### Descrição - Modelo Time Dependent (ETS/ARIMA/SARIMA)

Separa todo o conjunto de dados fornecidos ``train.csv`` para divider em treinamento e teste. Utiliza modelos **ETS** e **ARIMA** para regressão temporal e forecasting


### Libraries

In [None]:
from warnings import simplefilter
import matplotlib.pyplot as plt
import pandas as pd
import numpy as np
import itertools
from random import sample
import statsmodels.api as sm
from sklearn.linear_model import LinearRegression
from sklearn.model_selection import train_test_split
from statsmodels.tsa.seasonal import seasonal_decompose
from statsmodels.tsa.statespace.sarimax import SARIMAX
from statsmodels.tsa.arima.model import ARIMA
from statsmodels.tsa.stattools import adfuller
from statsmodels.graphics.tsaplots import plot_acf, plot_pacf
from statsmodels.tsa.api import ExponentialSmoothing
from statsmodels.tsa.deterministic import CalendarFourier, DeterministicProcess
from xgboost import XGBRegressor

simplefilter("ignore")

In [None]:
# Set Matplotlib defaults
plt.style.use("seaborn-whitegrid")
plt.rc(
    "figure",
    autolayout=True,
    figsize=(10, 6),
    titlesize=18,
    titleweight='bold'
    )
plt.rc(
    "axes",
    labelweight="bold",
    labelsize="large",
    titleweight="bold",
    titlesize=16,
    titlepad=10,
    )
plot_params = dict(
    color="0.75",
    style=".-",
    markeredgecolor="0.25",
    markerfacecolor="0.25",
    )


### Import dataset

In [None]:
cols = ["cfips", "microbusiness_density", "active"]
train_df = pd.read_csv('./files/train.csv',
                      usecols=["first_day_of_month"] + cols,
                      parse_dates=['first_day_of_month'],
                      index_col='first_day_of_month',
                      ).to_period('D').reindex(columns=cols)

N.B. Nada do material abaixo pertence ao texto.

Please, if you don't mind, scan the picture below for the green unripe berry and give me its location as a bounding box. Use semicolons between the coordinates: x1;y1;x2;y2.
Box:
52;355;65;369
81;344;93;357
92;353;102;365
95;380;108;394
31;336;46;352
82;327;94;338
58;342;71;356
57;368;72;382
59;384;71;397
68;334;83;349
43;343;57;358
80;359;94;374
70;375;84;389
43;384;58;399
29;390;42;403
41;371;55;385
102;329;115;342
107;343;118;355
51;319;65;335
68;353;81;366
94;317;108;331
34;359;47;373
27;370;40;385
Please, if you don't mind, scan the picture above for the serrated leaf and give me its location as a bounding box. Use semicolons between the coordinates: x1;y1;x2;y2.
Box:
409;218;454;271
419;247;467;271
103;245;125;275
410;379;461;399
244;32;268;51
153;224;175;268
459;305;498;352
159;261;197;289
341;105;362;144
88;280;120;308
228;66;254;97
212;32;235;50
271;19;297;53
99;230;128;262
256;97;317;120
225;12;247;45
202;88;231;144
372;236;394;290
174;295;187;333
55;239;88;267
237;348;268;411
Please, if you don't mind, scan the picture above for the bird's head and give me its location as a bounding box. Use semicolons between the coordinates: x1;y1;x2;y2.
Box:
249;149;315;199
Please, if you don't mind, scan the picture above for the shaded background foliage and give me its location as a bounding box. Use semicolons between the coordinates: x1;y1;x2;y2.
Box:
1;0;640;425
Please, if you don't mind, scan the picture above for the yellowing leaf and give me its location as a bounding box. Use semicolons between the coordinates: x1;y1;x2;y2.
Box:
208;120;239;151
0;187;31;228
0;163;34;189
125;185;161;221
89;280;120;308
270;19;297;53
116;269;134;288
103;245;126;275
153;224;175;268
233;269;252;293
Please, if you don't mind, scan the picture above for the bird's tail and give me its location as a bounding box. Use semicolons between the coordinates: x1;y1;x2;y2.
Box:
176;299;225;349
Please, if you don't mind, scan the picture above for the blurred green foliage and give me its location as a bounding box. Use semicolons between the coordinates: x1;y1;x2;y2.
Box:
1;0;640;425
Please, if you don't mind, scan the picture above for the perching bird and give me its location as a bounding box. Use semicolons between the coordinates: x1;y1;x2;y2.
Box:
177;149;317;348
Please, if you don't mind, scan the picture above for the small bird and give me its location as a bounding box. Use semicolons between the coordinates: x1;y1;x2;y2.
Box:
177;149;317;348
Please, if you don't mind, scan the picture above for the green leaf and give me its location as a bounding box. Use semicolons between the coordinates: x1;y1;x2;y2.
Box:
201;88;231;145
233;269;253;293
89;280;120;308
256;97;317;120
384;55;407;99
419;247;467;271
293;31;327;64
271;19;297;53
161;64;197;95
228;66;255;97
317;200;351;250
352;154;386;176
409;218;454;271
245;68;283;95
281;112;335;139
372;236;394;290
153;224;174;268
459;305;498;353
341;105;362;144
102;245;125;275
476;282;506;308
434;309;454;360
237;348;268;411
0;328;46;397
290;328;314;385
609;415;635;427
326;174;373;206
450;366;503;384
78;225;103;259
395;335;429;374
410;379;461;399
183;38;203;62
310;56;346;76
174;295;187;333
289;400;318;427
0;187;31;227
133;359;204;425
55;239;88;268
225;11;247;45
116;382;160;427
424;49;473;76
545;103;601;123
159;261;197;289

train_df.index.names = ['Month']
# retail = pd.concat({'Sales': retail}, names=[None, 'Industries'], axis=1)
train_df = train_df.drop("active", axis=1)

print(train_df.info())
train_df.head()

### Trend model

#### Pivoted dataframe

In [None]:
# make pivot, setting date by index and cfips in columns
train_pivoted = train_df.pivot_table(index='Month', columns='cfips', values='microbusiness_density')
train_pivoted.head()

#### Train/Test split

In [None]:
# divide em treino e teste
X_train = train_pivoted.copy()
X_test = train_pivoted.iloc[-4:, :]
X_train.index = X_train.index.to_timestamp()
# X_train.info()

#### SMAPE

In [None]:
# calculate SMAPE between forecasts and actual values
def smape_error(y_pred, y_true):
    numerator = 2 * np.abs(y_true.values - y_pred.values)
    denominator = np.abs(y_pred.values) + np.abs(y_true.values)
    
    df = pd.DataFrame(index=range(max(numerator.shape)), columns=["Numerator", "Denominator"])
    df["Numerator"] = numerator.T
    df["Denominator"] = denominator.T
    
    df = df[df["Denominator"] != 0.0]   # Drop rows where column "Denominator" is equal to 0

    return 100 * np.mean(df["Numerator"].values/df["Denominator"].values)


### ETS Model

In [None]:
def best_ets_params(df_train, df_test):
    
    trend = ['add', 'mul', None]
    damped_trend = [False, True]
    seasonal = ['add', 'mul', None]
    #seasonal_periods = [12]
    #initialization_method = ['estimated'] # ['estimated', 'heuristic']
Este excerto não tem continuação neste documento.